学位論文要旨



No 114257
著者(漢字) 三好,匠
著者(英字)
著者(カナ) ミヨシ,タクミ
標題(和) マルチキャスト通信網構成に関する研究
標題(洋)
報告番号 114257
報告番号 甲14257
学位授与日 1999.03.29
学位種別 課程博士
学位種類 博士(工学)
学位記番号 博工第4383号
研究科 工学系研究科
専攻 電子工学専攻
論文審査委員 主査: 東京大学 教授 坂内,正夫
 東京大学 教授 羽鳥,光俊
 東京大学 教授 斎藤,忠夫
 東京大学 教授 浅野,正一郎
 東京大学 助教授 相田,仁
 東京大学 助教授 瀬崎,薫
内容要旨

 高速広帯域通信網の実現に伴い,1対1通信サービスのほか多種多様なサービスの展開が予想される.放送等のような映像を伴うサービスは非常に広帯域であるため,通信網の効率的利用の観点からマルチキャスト通信により提供されると考えられる.マルチキャスト通信では,同じ情報を2箇所以上の目的地に伝送する場合,途中までの経路が同じであれば,そこまでは一つの情報を伝送し,分岐点にて複製を作成(分岐接続)することにより,伝送路トラヒックを大幅に減少させることができ,全体としての網資源の節約,伝送コストの低減が可能となる.しかし,マルチキャスト接続は,従来の接続形態とは明らかに異なるため,従来どおりの網設計ではサービスの品質劣化や網構成にかかるコストが増大する恐れがある.よって,マルチキャスト通信に適した網構成を検討する必要がある.本論文では,マルチキャスト通信と1対1通信が混在する場合を想定し,通信網の最適構成についての検討を行った.
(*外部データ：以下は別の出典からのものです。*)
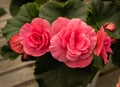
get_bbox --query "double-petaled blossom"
[49,17,97,68]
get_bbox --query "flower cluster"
[9,17,112,68]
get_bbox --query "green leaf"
[39,1,64,23]
[112,39,120,67]
[2,3,39,41]
[10,0,34,16]
[65,0,88,21]
[92,55,105,70]
[0,45,19,60]
[0,7,6,16]
[39,0,88,23]
[34,53,97,87]
[87,0,120,38]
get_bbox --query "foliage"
[0,7,6,16]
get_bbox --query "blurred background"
[0,0,120,87]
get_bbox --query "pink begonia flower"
[20,18,51,56]
[49,17,97,68]
[94,27,112,64]
[9,34,24,53]
[116,78,120,87]
[103,22,116,32]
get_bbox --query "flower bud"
[111,38,117,44]
[103,22,116,32]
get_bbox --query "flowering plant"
[1,0,120,87]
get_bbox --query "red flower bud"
[103,22,116,31]
[111,38,117,44]
[9,34,24,53]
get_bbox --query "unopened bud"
[103,22,116,32]
[111,38,117,44]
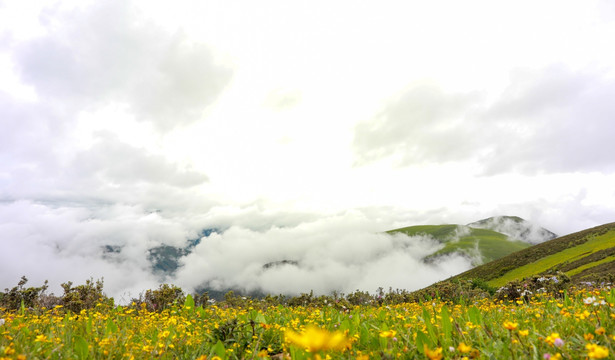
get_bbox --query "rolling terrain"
[387,216,556,266]
[449,222,615,287]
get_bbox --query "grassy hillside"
[455,219,615,286]
[388,224,530,265]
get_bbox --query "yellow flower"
[585,344,609,359]
[457,343,472,354]
[34,335,47,342]
[380,330,397,338]
[285,326,350,352]
[545,333,559,345]
[423,344,442,360]
[504,321,519,330]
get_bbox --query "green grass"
[566,256,615,276]
[387,224,530,265]
[488,230,615,286]
[453,223,615,283]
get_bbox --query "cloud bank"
[353,66,615,175]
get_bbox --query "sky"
[0,0,615,298]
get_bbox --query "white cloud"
[16,1,232,131]
[0,0,615,294]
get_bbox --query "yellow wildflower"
[380,330,397,338]
[285,326,350,352]
[545,333,559,345]
[504,321,519,330]
[423,344,442,360]
[585,344,609,359]
[457,343,472,354]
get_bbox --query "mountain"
[387,216,556,266]
[449,223,615,287]
[468,216,557,244]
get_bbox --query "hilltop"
[453,219,615,286]
[387,216,557,266]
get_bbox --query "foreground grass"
[0,288,615,359]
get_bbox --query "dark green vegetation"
[0,223,615,311]
[432,223,615,287]
[387,216,555,265]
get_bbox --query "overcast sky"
[0,0,615,294]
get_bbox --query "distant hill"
[468,216,557,244]
[452,219,615,286]
[387,216,556,266]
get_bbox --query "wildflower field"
[0,287,615,359]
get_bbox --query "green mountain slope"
[387,219,531,265]
[453,219,615,286]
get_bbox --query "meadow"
[0,286,615,360]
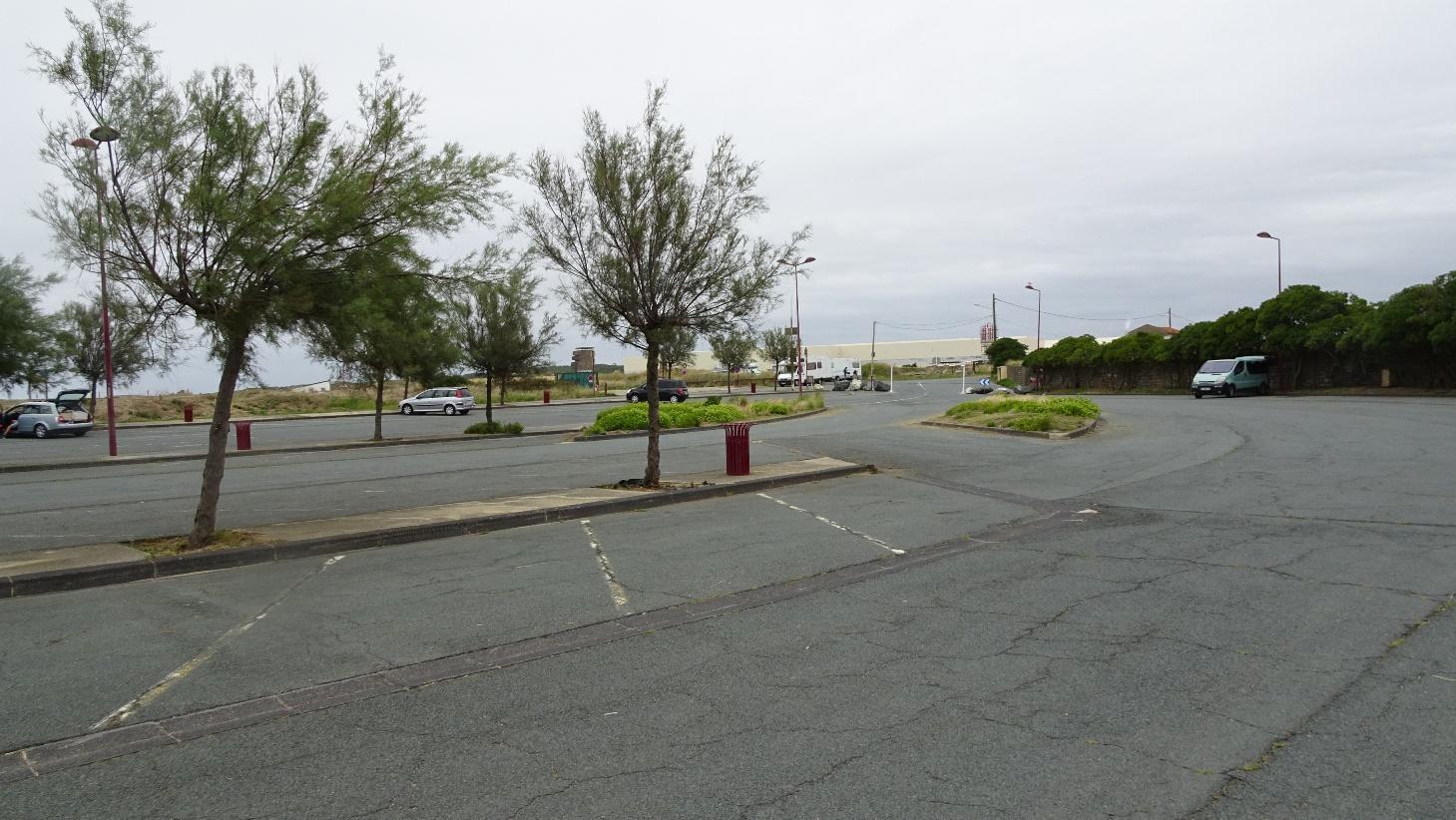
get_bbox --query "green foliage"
[1006,412,1053,433]
[698,405,745,424]
[0,256,60,387]
[708,325,758,384]
[986,336,1027,367]
[945,396,1102,419]
[454,246,561,418]
[518,88,806,487]
[583,393,824,436]
[32,1,510,548]
[464,421,526,436]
 まず,全国を覆うような非常に広範囲にわたる大規模通信網の最適階層構成について検討を行った.図1に示す通信網の簡単な幾何学モデル,図2の加入者分布,3の基本網トポロジーを用いて,コスト関数やマルチキャスト通信サービスの割合が変化した場合のマルチキャスト通信網の最適な形態を明らかにした.
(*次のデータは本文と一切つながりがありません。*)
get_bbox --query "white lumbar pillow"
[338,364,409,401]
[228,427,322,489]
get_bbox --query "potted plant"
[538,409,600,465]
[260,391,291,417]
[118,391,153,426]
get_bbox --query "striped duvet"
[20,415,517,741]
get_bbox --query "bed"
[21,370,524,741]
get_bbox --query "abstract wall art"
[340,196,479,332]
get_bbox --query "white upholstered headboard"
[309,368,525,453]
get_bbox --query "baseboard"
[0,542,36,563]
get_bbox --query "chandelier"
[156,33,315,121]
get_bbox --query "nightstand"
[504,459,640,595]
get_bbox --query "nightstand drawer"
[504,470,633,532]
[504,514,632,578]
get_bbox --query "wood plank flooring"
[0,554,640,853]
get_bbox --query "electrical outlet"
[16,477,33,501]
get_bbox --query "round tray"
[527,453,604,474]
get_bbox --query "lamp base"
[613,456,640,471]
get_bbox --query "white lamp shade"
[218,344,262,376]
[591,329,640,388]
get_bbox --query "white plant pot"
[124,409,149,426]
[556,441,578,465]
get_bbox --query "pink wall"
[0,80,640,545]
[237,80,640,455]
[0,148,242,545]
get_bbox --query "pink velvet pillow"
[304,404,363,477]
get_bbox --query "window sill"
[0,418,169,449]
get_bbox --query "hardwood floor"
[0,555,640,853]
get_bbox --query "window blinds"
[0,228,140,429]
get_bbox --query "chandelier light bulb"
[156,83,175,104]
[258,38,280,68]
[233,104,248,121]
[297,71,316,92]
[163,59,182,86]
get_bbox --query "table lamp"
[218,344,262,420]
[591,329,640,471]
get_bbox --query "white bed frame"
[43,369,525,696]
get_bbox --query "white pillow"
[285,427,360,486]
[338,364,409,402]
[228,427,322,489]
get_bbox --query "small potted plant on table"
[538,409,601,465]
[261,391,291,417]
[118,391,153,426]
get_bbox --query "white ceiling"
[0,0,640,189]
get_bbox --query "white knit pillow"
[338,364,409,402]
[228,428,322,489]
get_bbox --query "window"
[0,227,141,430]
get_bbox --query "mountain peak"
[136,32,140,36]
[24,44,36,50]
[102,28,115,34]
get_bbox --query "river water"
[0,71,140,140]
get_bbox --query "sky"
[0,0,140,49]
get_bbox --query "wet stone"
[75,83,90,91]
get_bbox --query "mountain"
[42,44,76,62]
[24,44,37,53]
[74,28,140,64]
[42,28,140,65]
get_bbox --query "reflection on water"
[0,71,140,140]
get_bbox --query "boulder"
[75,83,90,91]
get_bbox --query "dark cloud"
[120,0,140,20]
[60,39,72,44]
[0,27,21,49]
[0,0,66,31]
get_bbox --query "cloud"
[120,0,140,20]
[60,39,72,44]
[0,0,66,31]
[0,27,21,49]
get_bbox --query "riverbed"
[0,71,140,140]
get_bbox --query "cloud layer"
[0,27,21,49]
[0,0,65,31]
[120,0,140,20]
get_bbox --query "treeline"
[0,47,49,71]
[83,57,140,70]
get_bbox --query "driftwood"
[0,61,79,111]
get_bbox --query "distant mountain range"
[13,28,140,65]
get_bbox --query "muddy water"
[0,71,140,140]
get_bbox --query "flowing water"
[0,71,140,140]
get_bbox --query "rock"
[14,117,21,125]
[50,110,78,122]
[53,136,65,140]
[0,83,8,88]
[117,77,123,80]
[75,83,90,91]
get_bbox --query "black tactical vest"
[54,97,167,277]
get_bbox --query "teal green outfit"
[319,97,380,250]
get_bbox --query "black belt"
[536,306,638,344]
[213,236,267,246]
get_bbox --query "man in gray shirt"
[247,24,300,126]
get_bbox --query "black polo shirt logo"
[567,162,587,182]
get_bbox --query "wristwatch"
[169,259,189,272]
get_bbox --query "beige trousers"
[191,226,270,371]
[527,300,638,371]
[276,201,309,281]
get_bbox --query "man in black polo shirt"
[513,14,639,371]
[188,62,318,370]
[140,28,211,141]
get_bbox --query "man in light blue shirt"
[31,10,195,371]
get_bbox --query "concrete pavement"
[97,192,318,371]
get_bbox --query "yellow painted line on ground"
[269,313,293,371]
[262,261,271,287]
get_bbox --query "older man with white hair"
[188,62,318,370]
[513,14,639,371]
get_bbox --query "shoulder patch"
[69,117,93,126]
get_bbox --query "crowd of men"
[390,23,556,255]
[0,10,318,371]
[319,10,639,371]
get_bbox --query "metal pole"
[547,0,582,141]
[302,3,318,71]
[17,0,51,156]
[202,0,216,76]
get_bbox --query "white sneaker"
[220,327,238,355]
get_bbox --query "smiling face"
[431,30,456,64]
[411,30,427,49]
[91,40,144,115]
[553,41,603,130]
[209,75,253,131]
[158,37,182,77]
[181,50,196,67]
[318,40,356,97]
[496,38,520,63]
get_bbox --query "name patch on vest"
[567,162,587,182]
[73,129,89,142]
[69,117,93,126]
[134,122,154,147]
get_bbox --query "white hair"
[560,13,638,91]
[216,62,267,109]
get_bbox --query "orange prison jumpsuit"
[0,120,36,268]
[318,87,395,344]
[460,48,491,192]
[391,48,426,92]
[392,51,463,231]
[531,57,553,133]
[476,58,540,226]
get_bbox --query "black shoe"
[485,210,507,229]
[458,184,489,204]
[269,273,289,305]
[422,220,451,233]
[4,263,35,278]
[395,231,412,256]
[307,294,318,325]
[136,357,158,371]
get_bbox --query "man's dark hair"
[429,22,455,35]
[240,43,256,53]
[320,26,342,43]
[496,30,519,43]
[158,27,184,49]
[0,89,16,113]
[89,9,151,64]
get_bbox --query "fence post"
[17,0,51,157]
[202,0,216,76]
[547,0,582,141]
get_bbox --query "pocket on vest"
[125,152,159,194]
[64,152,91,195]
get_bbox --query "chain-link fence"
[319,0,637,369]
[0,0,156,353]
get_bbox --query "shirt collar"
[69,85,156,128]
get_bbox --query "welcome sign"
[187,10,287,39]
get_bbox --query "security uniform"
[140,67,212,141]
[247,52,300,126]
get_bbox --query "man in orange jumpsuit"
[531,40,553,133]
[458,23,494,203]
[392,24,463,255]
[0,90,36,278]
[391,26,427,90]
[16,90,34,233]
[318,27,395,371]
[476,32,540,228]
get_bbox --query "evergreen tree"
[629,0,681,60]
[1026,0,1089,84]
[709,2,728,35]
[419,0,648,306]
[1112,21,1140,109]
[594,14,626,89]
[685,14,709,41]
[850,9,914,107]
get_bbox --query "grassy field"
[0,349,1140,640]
図1 大規模通信網モデル図2 人口分布モデル図3 トポロジーモデル

 人口分布が2極集中,マルチキャスト通信の呼量が加入者呼量の80%を占める場合の計算結果を,図4(スター構成敷設),図5(リング構成敷設)に示す.横軸は光ファイバ156Mbps,1m当りのコストに対する敷設1mに要するコスト比,縦軸は光ファイバ156Mbps,1m当りのコストに対する交換機156Mbpsポート当りのコスト比である.このように,マルチキャスト通信呼量が十分に大きい場合,メッシュ-スター2階層構成,メッシュ-リング・スター複合2階層構成が最適となる.リング・スター複合構成は,1対1通信に適したスター構成とマルチキャスト通信に適したリング構成の両方の特性をもっているため,交換機コストが小さい領域で最適となるようである.マルチキャスト通信では分岐接続が行われるため,上位層ではそれほど多くのトラヒックとはならない.そのため,上位層では現状と同様のメッシュ構成が最適となる.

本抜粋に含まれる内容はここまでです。